Moments of Joy

August 1, 2020

October 11, 2020

Artists around the world are mobilizing individually and, safely, in collectives to help people connect, cope, and find health, information, and happiness during the age of the coronavirus. Artists have an uncanny ability to tune into emotions—their own and those close to them, as well as to tap into the general global zeitgeist. Coping with an international pandemic and public crisis is never easy. We often need to turn inward to get through the day when we are struggling to adapt to social distancing guidelines, deciding to wear or not wear a mask, and may be facing unexpected financial uncertainty. (The Sioux City Art Center requires all visitors to respect other visitors and the staff by wearing masks.) Turning inward is exactly the process artists go through when they make a work of art to share with an audience.

Moments of Joy allows visitors viewing selected artworks from the Art Center’s Permanent Collection to turn inward to find resilience and then to share ideas through conversation that sparks hope for the future. The arts are one of the most powerful ways for creating positive communication and healthy coping during any crisis. Art serves as a bridge connecting us one to another by bringing joy into our worlds, helping us to heal, to share stories that make meaning in our own lives and find meaning in the lives of others. According to the Center for ARTS IN MEDICINE at the University of Florida, there is growing documented evidence that art provides direct health benefits including an enhanced immune response, better coping skills and emotional regulation, as well as reducing feelings of loneliness and isolation. Viewing and making art works not only to improve the moods of individuals, but also bolsters a sense of community by promoting welcoming and inclusive spaces that encourage social and racial equity, enabling dialogue within and across groups, elevating underrepresented voices, and mobilizing communities by illuminating their needs and priorities—their dreams and desires for a better world.   

Even in the private space of an art gallery, extraordinary things can happen. Finding our personal humanity through the visual arts, collectively we can create a more humanistic and equitable world.
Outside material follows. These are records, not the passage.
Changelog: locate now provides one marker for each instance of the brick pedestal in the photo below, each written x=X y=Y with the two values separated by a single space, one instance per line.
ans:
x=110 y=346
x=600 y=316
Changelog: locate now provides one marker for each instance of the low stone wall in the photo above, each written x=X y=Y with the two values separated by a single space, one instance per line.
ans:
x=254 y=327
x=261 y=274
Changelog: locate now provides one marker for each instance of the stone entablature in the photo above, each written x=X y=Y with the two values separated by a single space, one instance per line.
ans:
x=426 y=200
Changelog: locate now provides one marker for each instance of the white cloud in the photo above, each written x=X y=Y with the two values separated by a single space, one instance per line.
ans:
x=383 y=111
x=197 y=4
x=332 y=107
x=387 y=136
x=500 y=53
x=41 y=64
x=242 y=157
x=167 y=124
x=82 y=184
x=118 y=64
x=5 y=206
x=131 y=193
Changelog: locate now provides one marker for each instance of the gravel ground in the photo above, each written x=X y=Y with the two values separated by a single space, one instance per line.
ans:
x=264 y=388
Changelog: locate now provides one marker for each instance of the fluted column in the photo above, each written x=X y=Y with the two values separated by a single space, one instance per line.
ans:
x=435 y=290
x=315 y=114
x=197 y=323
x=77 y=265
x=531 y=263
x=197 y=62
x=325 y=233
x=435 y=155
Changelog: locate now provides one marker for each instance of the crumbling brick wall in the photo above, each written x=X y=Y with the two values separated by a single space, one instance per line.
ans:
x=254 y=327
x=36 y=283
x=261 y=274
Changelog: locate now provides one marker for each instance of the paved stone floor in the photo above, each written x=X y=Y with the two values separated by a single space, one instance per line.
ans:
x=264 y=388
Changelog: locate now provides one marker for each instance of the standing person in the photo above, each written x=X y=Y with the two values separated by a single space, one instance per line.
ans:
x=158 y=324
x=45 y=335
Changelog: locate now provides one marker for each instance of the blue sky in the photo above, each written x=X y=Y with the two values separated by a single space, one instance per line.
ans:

The irrepressible David Hockney, whose silkscreen lithograph, Warm Spring, 1993, you will see in the gallery, is urging people to draw during the pandemic, saying during an interview with the Guardian Newspaper from his home in Normandy earlier this spring: “I would suggest they really look hard at something and think about what they are really seeing.” Although in near isolation, Hockney shares his images widely, saying that he gets tremendous responses from his viewers who “tell me these drawings offer respite at this testing time … they are testament to the cycle of life which begins here with the birth of spring … Idiots that we are, we have lost our link with nature even though we are part of it completely. All of this will end one day. What lessons will we learn?”

The lessons that Moments of Joy hopes to impart are simply the lessons of the heart—finding joy in art and taking that joy back out into the world to share with others.